In a 2003 sentencing hearing for a robbery conviction, court heard that Nuttall was a reformed hard-core drug addict who assaulted a businessman on the head with a rock and stole his briefcase, all the while hallucinating that someone was trying to harm his unnamed girlfriend.

Nuttall also appeared to have been musical, though were no Kiwanis music festival ribbons the likes of which Korody won in 1999.

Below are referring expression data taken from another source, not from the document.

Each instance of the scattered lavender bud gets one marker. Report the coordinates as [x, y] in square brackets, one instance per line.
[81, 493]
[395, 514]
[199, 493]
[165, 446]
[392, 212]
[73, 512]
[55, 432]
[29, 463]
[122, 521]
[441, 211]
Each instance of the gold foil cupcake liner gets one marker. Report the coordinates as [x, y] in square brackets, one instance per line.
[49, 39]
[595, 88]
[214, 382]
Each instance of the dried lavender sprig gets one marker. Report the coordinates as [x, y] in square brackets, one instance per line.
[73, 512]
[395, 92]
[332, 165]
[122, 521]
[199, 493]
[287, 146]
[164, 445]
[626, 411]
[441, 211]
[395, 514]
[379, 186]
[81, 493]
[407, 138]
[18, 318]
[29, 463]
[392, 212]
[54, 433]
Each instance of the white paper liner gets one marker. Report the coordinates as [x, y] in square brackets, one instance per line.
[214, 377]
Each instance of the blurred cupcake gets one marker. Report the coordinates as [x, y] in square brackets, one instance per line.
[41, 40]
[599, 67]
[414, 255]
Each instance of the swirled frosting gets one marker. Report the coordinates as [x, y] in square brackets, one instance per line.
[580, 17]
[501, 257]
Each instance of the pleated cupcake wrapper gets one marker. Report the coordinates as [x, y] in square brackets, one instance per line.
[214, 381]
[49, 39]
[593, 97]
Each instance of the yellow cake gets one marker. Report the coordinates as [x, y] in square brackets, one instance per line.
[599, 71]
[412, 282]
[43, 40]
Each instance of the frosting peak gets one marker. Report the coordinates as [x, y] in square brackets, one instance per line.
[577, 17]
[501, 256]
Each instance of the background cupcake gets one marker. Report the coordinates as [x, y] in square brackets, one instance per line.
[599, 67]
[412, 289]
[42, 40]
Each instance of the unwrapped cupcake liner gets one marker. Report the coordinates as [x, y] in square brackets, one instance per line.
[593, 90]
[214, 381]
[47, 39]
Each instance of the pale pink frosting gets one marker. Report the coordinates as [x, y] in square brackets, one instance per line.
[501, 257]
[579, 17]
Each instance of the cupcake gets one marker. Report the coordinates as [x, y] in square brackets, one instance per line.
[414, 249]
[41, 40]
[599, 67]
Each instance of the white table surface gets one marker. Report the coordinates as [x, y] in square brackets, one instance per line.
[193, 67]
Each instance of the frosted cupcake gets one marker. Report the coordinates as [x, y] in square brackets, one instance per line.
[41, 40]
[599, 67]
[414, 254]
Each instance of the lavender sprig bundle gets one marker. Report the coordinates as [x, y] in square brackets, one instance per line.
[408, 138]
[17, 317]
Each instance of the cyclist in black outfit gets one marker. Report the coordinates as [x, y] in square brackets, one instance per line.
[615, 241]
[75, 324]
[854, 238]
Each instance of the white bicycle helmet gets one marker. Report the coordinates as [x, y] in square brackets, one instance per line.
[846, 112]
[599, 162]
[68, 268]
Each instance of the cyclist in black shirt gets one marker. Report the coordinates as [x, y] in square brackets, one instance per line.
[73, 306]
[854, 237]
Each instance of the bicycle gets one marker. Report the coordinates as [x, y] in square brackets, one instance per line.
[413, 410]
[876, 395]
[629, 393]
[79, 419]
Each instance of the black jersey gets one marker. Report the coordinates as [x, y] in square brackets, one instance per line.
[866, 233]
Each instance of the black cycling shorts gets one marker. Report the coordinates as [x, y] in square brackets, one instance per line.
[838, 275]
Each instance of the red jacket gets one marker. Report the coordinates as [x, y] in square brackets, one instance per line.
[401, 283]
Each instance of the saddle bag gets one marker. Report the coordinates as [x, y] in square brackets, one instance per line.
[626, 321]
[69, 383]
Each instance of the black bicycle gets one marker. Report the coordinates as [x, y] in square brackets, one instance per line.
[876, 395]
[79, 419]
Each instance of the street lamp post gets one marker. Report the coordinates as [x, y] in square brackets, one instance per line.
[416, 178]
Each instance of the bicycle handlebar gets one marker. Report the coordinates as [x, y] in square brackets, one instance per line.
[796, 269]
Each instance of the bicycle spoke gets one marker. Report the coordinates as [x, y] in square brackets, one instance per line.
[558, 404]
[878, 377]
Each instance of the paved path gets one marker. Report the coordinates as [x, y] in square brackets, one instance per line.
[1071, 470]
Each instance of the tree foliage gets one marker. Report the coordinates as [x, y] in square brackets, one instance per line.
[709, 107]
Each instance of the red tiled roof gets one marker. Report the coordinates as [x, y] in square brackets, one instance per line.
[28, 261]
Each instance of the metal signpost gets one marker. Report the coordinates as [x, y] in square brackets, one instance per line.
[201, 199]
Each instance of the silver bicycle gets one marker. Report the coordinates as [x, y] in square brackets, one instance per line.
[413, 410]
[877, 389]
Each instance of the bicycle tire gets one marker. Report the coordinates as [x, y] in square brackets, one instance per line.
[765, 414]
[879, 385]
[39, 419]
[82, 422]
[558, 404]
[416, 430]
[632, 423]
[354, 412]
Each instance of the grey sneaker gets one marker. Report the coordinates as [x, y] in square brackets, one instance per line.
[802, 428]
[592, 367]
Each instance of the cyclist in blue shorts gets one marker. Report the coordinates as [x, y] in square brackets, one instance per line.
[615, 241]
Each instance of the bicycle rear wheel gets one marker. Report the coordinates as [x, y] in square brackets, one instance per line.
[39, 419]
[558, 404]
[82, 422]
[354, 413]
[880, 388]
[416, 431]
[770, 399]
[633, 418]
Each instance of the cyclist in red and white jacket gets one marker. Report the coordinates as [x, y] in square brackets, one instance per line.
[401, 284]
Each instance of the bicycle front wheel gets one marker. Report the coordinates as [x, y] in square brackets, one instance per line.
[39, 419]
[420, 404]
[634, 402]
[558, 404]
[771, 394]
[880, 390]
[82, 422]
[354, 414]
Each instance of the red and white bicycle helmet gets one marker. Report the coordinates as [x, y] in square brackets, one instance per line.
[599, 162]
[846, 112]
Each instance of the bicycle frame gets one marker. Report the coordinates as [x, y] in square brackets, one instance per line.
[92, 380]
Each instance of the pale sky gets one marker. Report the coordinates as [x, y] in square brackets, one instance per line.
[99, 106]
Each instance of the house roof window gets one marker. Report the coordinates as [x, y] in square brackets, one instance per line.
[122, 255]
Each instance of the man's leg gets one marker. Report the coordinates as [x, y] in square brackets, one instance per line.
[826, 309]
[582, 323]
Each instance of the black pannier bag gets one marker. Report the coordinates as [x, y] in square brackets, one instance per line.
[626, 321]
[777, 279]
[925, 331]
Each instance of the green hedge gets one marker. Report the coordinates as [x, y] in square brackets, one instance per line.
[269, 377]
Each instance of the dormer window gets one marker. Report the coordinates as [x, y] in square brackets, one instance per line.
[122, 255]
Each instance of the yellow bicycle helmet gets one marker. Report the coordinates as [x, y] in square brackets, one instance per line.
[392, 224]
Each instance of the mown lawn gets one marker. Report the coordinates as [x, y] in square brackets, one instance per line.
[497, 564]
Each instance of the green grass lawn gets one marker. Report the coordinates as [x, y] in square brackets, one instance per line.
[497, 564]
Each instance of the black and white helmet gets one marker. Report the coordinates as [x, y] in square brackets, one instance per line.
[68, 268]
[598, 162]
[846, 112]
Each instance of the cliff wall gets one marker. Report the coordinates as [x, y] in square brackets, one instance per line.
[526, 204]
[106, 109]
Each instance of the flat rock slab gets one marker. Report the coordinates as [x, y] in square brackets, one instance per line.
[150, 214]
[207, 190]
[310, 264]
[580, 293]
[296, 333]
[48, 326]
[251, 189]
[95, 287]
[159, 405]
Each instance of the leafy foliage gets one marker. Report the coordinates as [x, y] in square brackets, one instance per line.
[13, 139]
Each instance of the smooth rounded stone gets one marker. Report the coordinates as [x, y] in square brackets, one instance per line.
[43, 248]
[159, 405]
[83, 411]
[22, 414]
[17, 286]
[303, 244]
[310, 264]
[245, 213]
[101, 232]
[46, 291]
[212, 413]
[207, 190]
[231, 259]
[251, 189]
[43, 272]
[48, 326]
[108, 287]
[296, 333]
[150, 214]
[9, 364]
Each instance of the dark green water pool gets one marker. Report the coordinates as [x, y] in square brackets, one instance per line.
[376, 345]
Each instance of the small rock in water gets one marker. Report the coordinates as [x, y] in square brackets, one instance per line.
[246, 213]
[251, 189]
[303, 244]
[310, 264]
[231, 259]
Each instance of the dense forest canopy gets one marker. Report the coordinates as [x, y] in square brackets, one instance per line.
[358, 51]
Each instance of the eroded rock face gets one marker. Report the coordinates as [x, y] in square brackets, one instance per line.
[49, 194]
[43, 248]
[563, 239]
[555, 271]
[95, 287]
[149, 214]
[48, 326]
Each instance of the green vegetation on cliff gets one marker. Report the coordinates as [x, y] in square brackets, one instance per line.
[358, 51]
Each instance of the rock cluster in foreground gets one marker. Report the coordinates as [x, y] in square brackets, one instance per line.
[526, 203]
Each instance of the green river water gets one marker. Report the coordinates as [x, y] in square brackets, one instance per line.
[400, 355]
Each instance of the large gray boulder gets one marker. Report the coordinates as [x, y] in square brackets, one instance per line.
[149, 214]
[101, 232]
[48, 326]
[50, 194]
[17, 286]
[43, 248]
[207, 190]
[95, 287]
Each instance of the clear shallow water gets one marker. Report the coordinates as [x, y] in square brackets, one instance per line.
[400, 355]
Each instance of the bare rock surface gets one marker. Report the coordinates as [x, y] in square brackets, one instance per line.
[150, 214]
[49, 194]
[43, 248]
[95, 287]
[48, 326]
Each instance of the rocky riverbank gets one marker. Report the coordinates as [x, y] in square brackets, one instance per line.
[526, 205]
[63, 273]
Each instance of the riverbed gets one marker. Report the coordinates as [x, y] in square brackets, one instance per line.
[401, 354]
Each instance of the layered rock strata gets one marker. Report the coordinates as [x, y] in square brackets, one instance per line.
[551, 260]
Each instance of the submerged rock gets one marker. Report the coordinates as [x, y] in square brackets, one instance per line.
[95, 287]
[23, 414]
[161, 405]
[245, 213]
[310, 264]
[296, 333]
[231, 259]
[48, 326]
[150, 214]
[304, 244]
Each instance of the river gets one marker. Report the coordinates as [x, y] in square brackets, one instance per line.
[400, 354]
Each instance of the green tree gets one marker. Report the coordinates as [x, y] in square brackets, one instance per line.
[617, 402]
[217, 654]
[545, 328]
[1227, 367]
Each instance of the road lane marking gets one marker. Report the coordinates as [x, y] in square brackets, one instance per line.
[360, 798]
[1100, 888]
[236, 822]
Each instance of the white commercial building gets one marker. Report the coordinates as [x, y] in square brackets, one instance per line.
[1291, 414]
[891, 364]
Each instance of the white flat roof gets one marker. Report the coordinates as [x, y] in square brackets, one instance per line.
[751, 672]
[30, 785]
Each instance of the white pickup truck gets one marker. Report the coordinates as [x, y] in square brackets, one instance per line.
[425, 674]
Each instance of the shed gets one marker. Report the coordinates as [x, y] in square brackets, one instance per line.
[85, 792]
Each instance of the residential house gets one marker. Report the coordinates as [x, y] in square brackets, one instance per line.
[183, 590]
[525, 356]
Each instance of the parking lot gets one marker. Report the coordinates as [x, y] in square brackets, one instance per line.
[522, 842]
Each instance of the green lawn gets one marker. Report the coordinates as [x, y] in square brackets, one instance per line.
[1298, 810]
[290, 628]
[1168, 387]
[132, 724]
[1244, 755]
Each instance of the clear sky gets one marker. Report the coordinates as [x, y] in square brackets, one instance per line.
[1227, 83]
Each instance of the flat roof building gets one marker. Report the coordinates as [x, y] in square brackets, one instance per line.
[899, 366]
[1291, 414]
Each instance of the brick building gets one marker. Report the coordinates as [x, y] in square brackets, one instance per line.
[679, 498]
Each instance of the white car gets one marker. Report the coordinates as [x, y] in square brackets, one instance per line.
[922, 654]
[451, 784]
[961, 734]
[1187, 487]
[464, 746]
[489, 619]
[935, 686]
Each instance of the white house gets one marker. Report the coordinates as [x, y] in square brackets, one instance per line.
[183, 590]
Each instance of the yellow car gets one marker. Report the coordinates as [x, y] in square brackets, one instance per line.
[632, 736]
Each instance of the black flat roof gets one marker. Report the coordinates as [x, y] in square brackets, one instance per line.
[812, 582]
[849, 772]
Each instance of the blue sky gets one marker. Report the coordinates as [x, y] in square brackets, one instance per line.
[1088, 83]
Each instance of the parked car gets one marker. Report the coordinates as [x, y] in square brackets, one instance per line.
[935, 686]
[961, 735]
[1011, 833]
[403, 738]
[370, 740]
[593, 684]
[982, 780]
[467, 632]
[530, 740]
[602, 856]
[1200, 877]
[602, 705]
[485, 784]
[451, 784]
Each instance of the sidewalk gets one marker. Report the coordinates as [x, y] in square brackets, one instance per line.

Nuttall's tastes were for heavy metal. He posted four poor-quality recordings on a music website along with a picture of himself posing with four guitars. The undated songs include titles such as "The End of the World," and "In League With Satan," with the lyrics: "We are possessed by all that is evil, The death of your god we demand, We spit at the virgin you worship, And sit at Lord Satan's Left Hand."

In a Facebook post Tuesday, Victoria-based band Lust Boys identified Nuttall — whom they called Johnny Blade — as the group's ex-guitarist.

In online postings, Nuttall identified himself as belonging to a band called No World Order, a Muslim punk band that was created in Victoria but moved to the Surrey, B.C., area in mid-August, 2011.

"I'm a Muslim punk from Victoria, Guitarist for N.W.O . . . Looking for other Muslim punks to meet InshallAllah," Nuttall wrote.

The band was looking for a drummer — "We are not adverse (sic) to you if you aren't Moslim, even if you are just curious. We are just into hardcore and looking for like-minded musicians especially drummers lol."

Morino said he had spoken to both suspects by phone Monday, but could not discuss what they had told him.

He urged law enforcement to avoid "hyperbole and the use of terms like Al Qaeda, terrorism and so forth," and let the facts speak for themselves.

"I religiously — and I do not use that as a pun — cling to the views of presumption of innocence and allowing the criminal justice system to unfold in the natural course of time," Morino said.

B.C. Premier Christy Clark was alerted to the impending arrests shortly before they were carried out on Monday.

"The allegations we've learned of are that on Canada Day, the very institution behind me, that is at the heart of our democratic process here in British Columbia, the very symbol of our values . . . was targeted," Clark said in front of the legislature after the police news conference Tuesday.

She added: "Let me say this about those who would resort to terror: You will not succeed."